《1 Introduction》

1 Introduction

The Chinese Academy of Engineering has published its latest findings in an article titled Toward the New Generation of Intelligent Manufacturing in its journal, Engineering. This article introduces three basic paradigms of intelligent manufacturing: digital manufacturing, smart manufacturing, and new-generation intelligent manufacturing. The article states that intelligent manufacturing is a general concept that evolves from traditional “human–physical systems (HPS)” to “human–cyber–physical systems (HCPS),” focusing on the integration of the information system between traditional human and physical systems. With continuous enhancement of the perception, calculation, analysis, and control ability of information systems, the ideal information systems of the future will have the ability of upgrading themselves based on learning and knowledge generation capabilities [1].

As information systems are developed, software is the basic support required to strengthen the integration of information and industrial technologies. The Guidelines on Deepening the Integration of Manufacturing and the Internet issued by the State Council also emphasizes the accelerated industrialization of industrial software, such as computer-aided design and simulation, manufacturing execution system, and product lifecycle management with the purpose of strengthening software support and the fundamental role of defining manufacturing [2]. The new generation of intelligent manufacturing is a giant system integrated with industrial technology, comprising three intelligent systems—intelligent products, intelligent production, and intelligent services—and two supportive intelligent systems— the industrial intelligence networking system and the intelligent manufacturing cloud system. At the methodology level, the system promotes R&D virtualization and generates various professional tools based on physical technology. At the process level, the system promotes management informationization and generates various kinds of business systems with process management as the cores. At the device level, the system promotes the automation of production equipment and product intelligence, generating various kinds of embedded software. Therefore, in the development process of intelligent manufacturing, the essence of the new industrial revolution is the enhanced application of software definitions in the innovation of industrial paradigms (including defining products, enterprise processes, production methods, new types of enterprise capabilities, and the ecology of industries) and the realization of production mode revolution with software definition as the core.

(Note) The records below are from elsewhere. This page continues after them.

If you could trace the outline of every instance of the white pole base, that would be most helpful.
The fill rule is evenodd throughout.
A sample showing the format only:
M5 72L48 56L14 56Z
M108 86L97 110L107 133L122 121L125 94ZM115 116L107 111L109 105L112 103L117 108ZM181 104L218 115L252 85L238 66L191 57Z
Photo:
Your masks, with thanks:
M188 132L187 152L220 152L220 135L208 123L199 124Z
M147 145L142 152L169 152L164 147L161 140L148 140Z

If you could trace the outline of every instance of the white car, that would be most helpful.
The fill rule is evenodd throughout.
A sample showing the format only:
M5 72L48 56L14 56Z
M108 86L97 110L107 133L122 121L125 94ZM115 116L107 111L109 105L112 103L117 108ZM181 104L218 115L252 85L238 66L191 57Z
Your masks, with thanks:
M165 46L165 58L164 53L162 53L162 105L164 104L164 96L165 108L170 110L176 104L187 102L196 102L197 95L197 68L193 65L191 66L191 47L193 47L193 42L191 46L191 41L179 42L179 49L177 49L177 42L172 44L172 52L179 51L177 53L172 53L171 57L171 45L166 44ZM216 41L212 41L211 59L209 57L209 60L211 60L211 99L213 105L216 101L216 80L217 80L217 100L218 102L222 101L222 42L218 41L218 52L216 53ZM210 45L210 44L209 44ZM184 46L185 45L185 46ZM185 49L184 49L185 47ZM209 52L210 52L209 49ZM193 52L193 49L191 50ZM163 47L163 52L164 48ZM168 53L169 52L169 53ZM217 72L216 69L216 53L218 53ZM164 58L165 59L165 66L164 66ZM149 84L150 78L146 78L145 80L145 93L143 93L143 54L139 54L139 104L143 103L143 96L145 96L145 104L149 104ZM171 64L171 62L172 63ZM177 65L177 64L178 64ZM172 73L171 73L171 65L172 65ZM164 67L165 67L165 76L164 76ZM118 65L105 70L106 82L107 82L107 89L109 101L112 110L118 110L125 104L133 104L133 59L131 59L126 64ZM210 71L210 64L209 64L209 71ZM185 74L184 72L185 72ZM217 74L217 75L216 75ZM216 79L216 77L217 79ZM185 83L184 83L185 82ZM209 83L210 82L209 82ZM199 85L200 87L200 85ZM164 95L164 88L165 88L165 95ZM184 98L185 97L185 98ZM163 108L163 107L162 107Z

《2 The paper-based symbolic definition 》

2 The paper-based symbolic definition

The definition of the traditional manufacturing industry is regarded as the paper-based symbolic definition. Tradition is, of course, distinct from modernity. The distinction criteria are based mainly on technology. The modern manufacturing is characterized by its sophistication, such as new aircraft, micro-nano, laser, semiconductors, CNC lathes, and a series of other industries supported by modern high-end technology. On the contrary, those that still use old manufacturing technology belong to the traditional manufacturing industry. The traditional manufacturing system consists of two parts: human and physical systems, through human control of machine operation for the completion of various tasks. The Industrial Revolution consisted of two milestones: the first and second industrial revolutions. The applications of steam engines, internal combustion engines, and electric engines (including electric generators and electric motors) are based on human−physical systems. According to the book Three-Body Intelligence Revolution, a perfect intelligent system must have the features of “state perception, real-time analysis, independent decision-making, accurate execution, and learning-based upgrading,” and it should evolve in this cycle [3]. In human−physical systems, human beings perform state perception, real-time analysis, autonomous decision-making, and learning-based upgrading, while machines merely perform accurate executions under human control.

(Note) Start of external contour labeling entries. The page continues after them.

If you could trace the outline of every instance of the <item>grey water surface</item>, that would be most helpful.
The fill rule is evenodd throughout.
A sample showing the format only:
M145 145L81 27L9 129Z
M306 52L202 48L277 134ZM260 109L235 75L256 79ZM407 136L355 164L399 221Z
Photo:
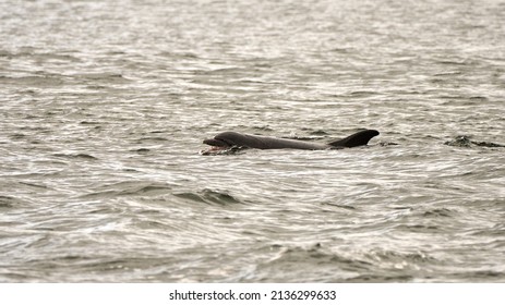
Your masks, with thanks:
M1 282L505 282L505 1L0 1L0 41Z

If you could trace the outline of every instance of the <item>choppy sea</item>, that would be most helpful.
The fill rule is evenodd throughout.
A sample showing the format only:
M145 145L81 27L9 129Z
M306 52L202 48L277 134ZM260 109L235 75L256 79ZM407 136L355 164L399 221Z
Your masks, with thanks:
M505 282L504 1L0 1L0 282Z

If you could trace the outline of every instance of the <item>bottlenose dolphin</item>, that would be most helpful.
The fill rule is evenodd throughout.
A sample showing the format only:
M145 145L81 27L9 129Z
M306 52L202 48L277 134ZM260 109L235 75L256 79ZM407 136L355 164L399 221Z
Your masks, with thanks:
M223 151L230 148L257 148L257 149L338 149L346 147L357 147L366 145L369 141L378 135L377 131L364 130L354 133L346 138L330 142L328 144L310 143L298 139L267 137L251 134L241 134L237 132L224 132L216 135L214 138L204 139L204 144L213 146L211 149L203 151L204 154Z

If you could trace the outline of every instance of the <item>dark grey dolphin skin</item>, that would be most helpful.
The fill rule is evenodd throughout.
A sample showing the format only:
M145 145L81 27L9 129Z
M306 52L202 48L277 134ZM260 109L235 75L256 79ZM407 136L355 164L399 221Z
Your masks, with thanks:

The paper-based symbolic definition states that the industrial paradigm of the traditional manufacturing industry works in the serial mode of design−manufacturing−experiment, which has been termed Edison’s “trial and error method” in the past. First, the symbolic definition based on the paper can be seen in the blueprints of manual designs (blueprints for parts and assembly), process cards, various forms, production plans, and paper documents. It is based on the manual definition of all kinds of design documents so that the follow-up work, such as process design, can be carried out. Thereafter, various parts can be trialproduced using machines and then assembled into prototype products. Experiments are performed to test the design function and performance of the products, followed by batch production after the design targets are met. Failure to meet the design targets necessitates the modification of the design and process until the design targets are eventually met. Under this industrial paradigm, the application scope and depth of manual drafting for the past 200 years and early computer-aided design (CAD) software have been limited. These primarily focus on the consistency and standardization of the expression of engineering intention. An example is the large scale use of CAD software in the 1980s and 1990s. The improvement of industrial efficiency still depends mainly on machines (materials, equipment, tooling, tools, and testing instruments) used for processing, which are a result of the invention of steam, internal combustion, and electric engines, tremendously enhancing the production efficiency and quality of physical systems (machines). Machines replace a considerable amount of human physical labor. In the traditional manufacturing system, people are required to complete many tasks such as state perception, real-time analysis, autonomous decision-making, operation execution, and learning-based upgrading. Apart from the high demand on humans, the labor intensity is also still high, but the efficiency, quality, and ability to complete complex tasks are also limited.

《3 Model-based digital definition 》

3 Model-based digital definition

Compared with the traditional manufacturing system, the industrial paradigm of first- and second-generation intelligent manufacturing has changed substantially, which is exemplified by the breakthrough of the digital product definition (DPD), digital product pre-assembly (DPA), integrated product development team (IPT) of Boeing 777, and model-based definition (MBD) of Boeing 787. By introducing information systems between people and physical systems, it replicates and migrates a significant portion of human perception, analysis, and decision-making functions to information systems, with local information systems carrying out the mental work in place of human beings and extensive control of the physical system moved to the information system for the purposes of completing more manual labor in place of human beings.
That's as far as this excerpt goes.